La censura è manifestamente infondata, giacché alla luce delle considerazioni sopra svolte emerge evidente che essendovi un titolo contrattuale che attribuisce ad altri la proprietà dello spazio per parcheggio, si ha nullità di tale contratto, nella parte in cui sia omessa tale inderogabile destinazione, con integrazione “ope legis” del contratto tramite riconoscimento di un diritto reale di uso di detto spazio in favore del condomino, e ciò a prescindere dalla condizione psicologica delle stesse parti contrattuali.

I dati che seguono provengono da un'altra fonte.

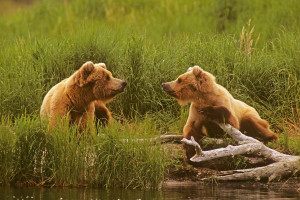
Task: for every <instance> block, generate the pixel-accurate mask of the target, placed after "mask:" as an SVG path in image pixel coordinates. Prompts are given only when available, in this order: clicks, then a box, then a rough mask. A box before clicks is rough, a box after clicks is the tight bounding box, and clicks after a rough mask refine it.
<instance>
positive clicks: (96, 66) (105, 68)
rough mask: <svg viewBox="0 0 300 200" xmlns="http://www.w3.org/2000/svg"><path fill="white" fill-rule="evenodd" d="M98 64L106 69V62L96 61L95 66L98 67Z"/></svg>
mask: <svg viewBox="0 0 300 200" xmlns="http://www.w3.org/2000/svg"><path fill="white" fill-rule="evenodd" d="M97 66H99V67H102V68H103V69H106V65H105V63H96V64H95V67H97Z"/></svg>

In questi termini vanno accolti i primi tre motivi di ricorso, rigettato il quarto.

L’accoglimento per quanto sopra del ricorso comporta la cassazione della sentenza impugnata in relazione ai medesimi motivi, con rinvio alla Corte di appello di Palermo, in diversa composizione, che provvederà al riesame delle controversie alla luce di quanto sopra affermato.

Al giudice del rinvio è rimessa anche la liquidazione delle spese di questo giudizio.

PQM

La Corte accoglie i primi tre motivi di ricorso, rigettato il quarto; cassa la sentenza impugnata in relazione ai motivi accolti e rinvia alla Corte di appello di Palermo, in diversa composizione, anche per le spese del giudizio di legittimità.

Così deciso in Roma, nella Camera di consiglio della Sezione Seconda Civile della Corte di Cassazione, il 12 febbraio 2021.